Against World Literature: On the Politics of Untranslatability argues for a rethinking of comparative literature focusing on the problems that emerge when large-scale paradigms of literary studies ignore the politics of the “Untranslatable”—the realm of those words that are continually retranslated, mistranslated, transferred from language to language, or especially resistant to substitution.
In the place of “World Literature”—a dominant paradigm in the humanities, one grounded in market-driven notions of readability and universal appeal—Apter proposes a plurality of “world literatures” oriented around philosophical concepts and geopolitical pressure points. The history and theory of the language that constructs World Literature is critically examined with a special focus on Weltliteratur, literary world systems, narrative ecosystems, language borders and checkpoints, theologies of translation, and planetary devolution in a book set to revolutionize the discipline of comparative literature.
“Just following Emily Apter’s dizzying array of texts from diverse traditions and times (including a tightly argued discussion of the philosophicality of Simone de Beauvoir, lost in translation to the best of US feminists), embracing much experimental material, all read with meticulous care, is an education. No one has thought the question of world literature in greater depth, at once re-thinking Comparative Literature as translatability studies.”
“Rarely does one read a book with the title Against that is so much for important causes and ideas: writing, translation, worldliness, diversity, cosmopolitanism, while fully aware of their promises and threats. In this moment of dispossession of the Humanities, we needed just that book to clarify matters and move beyond the contradictions.”
“Arresting and unashamedly political, Against World Literature asks us to regard untranslatability - those thorny, frustrating moments of cultural dissonance and misunderstanding - as the key to translation and cross-cultural engagement.”
“There is much value in Apter’s insights into the ambiguous nature of translation and language barriers”

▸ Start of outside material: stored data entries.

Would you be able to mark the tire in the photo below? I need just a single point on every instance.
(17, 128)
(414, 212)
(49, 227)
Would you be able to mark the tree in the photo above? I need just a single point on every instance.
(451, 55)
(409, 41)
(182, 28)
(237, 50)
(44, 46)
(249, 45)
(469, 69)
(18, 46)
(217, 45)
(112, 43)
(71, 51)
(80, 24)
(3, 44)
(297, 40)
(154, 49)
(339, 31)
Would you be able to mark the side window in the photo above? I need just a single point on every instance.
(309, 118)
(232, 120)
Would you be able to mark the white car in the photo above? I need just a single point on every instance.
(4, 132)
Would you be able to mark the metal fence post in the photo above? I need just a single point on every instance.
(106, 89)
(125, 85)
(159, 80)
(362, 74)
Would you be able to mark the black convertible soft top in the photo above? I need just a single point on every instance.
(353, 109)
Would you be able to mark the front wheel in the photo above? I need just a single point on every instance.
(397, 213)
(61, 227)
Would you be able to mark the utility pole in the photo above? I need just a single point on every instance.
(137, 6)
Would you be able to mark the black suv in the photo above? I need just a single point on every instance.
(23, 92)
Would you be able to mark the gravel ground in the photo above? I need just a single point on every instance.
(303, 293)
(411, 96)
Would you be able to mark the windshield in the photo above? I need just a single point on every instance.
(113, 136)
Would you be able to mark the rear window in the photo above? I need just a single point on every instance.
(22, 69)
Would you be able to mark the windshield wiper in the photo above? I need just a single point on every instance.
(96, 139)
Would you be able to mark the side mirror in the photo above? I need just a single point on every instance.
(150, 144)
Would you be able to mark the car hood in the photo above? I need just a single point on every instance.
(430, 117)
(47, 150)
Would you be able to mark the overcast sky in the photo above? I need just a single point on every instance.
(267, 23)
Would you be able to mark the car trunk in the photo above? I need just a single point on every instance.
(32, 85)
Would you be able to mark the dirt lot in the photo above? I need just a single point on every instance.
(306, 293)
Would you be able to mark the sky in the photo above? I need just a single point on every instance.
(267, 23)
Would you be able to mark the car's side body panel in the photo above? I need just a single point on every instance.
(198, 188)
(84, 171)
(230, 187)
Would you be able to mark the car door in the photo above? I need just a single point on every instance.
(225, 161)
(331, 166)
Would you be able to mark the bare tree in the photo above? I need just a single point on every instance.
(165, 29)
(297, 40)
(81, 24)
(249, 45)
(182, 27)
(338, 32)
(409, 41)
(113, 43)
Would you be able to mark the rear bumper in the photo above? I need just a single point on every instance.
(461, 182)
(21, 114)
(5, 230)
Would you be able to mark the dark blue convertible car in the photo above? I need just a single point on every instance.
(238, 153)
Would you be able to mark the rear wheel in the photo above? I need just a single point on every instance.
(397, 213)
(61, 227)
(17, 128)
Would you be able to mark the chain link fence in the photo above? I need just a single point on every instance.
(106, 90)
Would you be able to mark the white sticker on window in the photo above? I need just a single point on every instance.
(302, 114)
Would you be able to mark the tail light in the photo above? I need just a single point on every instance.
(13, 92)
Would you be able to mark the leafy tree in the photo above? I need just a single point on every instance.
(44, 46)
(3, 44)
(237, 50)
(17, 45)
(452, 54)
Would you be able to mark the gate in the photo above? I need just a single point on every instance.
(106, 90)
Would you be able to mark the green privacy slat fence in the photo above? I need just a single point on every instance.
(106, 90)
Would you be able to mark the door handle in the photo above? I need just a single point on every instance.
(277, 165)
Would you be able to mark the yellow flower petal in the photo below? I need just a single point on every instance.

“Apter's critique is relentless - World Literature is the handmaiden to a late-capitalist moment that transforms all cultural idioms into easily digestible products for an expanded global marketplace... Against World Literature has an astonishing range of critical and literary reference, with the introduction moving rapidly through an overview of world literature today, translation studies, the philosophy of Walter Benjamin and Wittgenstein, theology and language, and culminating in an attempt to "conjugate" the abstruse writings of Alain Badiou with those of the French philosopher of language Barbara Cassin... Emily Apter's study is essential reading for scholars working across nations and boundaries, and a chastening reminder of how crucial translation if for myriad forms of literary inquiry.”